Autoregressive Flow

The pioneering normalizing flows within generative models.

16 March 2024

Normalizing Flows

Normalizing flows (Papamakarios et al., 2021) are the pioneers in generative models. The main idea is to transform a random vector $\mathrm{u}$ through an invertible transport map $\mathrm{T}$:

\[\begin{align} \mathrm{x}=\mathrm{T}(\mathrm{u}), \ \ \text{where}\ \mathrm{u}\sim \mathrm{p}_{\mathrm{u}}(\mathrm{u}).\notag \end{align}\]

If $\mathrm{T}$ is bijective and differentiable, the density of $\mathrm{x}$ can be obtained by a change of variables

\[\begin{align} \mathrm{p}_{\mathrm{X}}(\mathrm{x})=\mathrm{p}_{\mathrm{u}}(\mathrm{u})\bigg|\text{det} \mathrm{J}_{\mathrm{T}}(\mathrm{u}) \bigg|^{-1}=\mathrm{p}_{\mathrm{u}}(\mathrm{T}^{-1}(\mathrm{X}))\bigg|\text{det} \mathrm{J}_{\mathrm{T}^{-1}}(\mathrm{u}) \bigg|.\notag \end{align}\]

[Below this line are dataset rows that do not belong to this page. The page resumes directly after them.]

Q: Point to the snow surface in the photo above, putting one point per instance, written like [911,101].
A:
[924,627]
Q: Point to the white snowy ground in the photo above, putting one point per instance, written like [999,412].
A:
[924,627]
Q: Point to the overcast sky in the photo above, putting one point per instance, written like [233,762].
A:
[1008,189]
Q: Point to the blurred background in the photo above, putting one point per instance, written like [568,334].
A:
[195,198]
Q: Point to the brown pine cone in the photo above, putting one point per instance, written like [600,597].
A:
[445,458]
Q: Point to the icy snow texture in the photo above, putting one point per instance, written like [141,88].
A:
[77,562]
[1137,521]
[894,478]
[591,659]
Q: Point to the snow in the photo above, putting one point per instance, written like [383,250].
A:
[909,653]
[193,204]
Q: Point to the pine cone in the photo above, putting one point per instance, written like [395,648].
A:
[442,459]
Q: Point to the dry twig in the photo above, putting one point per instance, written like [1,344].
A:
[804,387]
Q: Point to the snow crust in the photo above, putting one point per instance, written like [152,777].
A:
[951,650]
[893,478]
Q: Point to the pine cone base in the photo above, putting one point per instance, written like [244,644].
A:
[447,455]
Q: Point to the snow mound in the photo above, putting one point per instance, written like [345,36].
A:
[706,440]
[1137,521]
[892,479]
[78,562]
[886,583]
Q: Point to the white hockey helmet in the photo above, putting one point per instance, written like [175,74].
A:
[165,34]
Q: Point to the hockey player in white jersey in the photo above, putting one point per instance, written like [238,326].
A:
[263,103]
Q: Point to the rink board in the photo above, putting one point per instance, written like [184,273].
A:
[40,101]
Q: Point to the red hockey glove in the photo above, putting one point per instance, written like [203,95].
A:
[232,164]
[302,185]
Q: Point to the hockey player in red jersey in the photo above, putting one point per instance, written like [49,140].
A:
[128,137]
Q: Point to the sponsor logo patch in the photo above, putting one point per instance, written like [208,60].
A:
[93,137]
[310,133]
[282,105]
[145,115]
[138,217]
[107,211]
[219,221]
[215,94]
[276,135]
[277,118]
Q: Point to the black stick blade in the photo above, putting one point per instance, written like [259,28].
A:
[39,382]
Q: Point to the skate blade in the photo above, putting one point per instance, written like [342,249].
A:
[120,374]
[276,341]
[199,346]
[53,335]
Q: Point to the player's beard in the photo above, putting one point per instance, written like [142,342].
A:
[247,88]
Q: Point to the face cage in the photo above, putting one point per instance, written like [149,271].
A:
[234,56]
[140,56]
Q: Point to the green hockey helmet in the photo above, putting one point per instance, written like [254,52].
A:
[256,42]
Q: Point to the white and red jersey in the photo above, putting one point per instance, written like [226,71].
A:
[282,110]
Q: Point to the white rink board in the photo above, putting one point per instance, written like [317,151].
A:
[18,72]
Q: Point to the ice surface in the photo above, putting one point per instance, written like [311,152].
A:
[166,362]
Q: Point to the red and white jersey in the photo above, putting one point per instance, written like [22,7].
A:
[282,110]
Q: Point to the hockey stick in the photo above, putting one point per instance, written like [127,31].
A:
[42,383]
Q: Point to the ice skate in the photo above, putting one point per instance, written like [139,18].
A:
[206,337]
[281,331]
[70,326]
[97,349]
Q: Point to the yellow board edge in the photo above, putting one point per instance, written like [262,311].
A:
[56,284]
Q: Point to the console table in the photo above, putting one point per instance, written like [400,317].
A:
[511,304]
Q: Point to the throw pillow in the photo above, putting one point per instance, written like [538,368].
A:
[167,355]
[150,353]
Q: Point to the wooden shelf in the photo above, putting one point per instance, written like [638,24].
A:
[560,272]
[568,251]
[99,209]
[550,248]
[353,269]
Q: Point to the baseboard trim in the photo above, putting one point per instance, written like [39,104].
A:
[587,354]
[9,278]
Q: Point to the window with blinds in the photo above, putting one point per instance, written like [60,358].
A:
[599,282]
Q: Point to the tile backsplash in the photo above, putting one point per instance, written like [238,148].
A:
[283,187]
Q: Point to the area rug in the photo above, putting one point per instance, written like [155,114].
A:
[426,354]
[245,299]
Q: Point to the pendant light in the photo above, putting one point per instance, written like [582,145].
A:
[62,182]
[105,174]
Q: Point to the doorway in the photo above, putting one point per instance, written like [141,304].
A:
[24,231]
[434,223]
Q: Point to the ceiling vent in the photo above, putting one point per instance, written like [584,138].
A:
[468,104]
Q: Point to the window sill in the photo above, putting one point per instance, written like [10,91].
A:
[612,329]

where $\text{det}\ \mathrm{J}_{\mathrm{T}}(\mathrm{u})$ quantifies the change of volume w.r.t. u, such that $\text{det}\ \mathrm{J}_{\mathrm{T}}(\mathrm{u}) \approx \frac{\text{Vol}(\mathrm{d} \mathrm{x})}{\text{Vol}(\mathrm{d} \mathrm{u})}$; the second equality holds since $\text{det} (\mathrm{A} \mathrm{A}^{-1})=1=\text{det} (\mathrm{A}) \text{det}(\mathrm{A}^{-1})$.

Composition Property

To model complex distributions, it is standard to conduct multiple transformations $\mathrm{T}_1$, $\mathrm{T}_2, \cdots$, $\mathrm{T}_K$ such that $\mathrm{T}=\mathrm{T}_K \circ \cdots \circ \mathrm{T}_2 \circ \mathrm{T}_1$. If $\{\mathrm{T}_k\}_{k=1}^K$ are also bijective and invertible, we have

\[\begin{align} \mathrm{T}^{-1}&=(\mathrm{T}_K \circ \cdots \circ \mathrm{T}_2 \circ \mathrm{T}_1)^{-1}=\mathrm{T}_1^{-1} \circ \mathrm{T}_2^{-1} \circ \dots \mathrm{T}_K^{-1}.\label{iterative_maps} \\ \text{det} \ \mathrm{J}_{\mathrm{T}}(\mathrm{u})& = \text{det} \mathrm{J}_{\mathrm{T}_K \circ \dots \mathrm{T}_1}(\mathrm{u}) = \text{det} \mathrm{J}_{\mathrm{T}_1}(\mathrm{u}) \cdot \text{det} \mathrm{J}_{\mathrm{T}_2}(\mathrm{T}_1(\mathrm{u})) \cdot \text{det} \mathrm{J}_{\mathrm{T}_K}(\mathrm{T}_{K-1}(\cdots(\mathrm{T}_1(\mathrm{u})))).\notag \end{align}\]

KL Divergence

Denote by $\phi$ and $\psi$ the parameters of $\mathrm{T}$ and $\mathrm{p}_{\mathrm{u}}(\mathrm{u})$, respectively. The forward KL divergence follows that

\[\begin{align} \mathrm{L}(\phi, \psi)&=\text{KL}(\mathrm{p}^{\star}_{\mathrm{X}}(\mathrm{x})\| \mathrm{p}_{\mathrm{X}}(\mathrm{x}; \phi, \psi)) \label{forward_KL} \\ &=-\mathbb{E}_{\mathrm{p}^{\star}_{\mathrm{X}}(\mathrm{x})} [\log \mathrm{p}_{\mathrm{X}}(\mathrm{x}; \phi, \psi)] + \text{const} \notag \\ &=-\mathbb{E}_{\mathrm{p}^{\star}_{\mathrm{X}}(\mathrm{x})} [\log \mathrm{p}_{\mathrm{u}}(\mathrm{T}^{-1}(\mathrm{x}; \phi); \psi) + \log |\text{det} \mathrm{J}_{\mathrm{T}^{-1}}(\mathrm{x}; \phi)|]+\text{const}. \notag \end{align}\]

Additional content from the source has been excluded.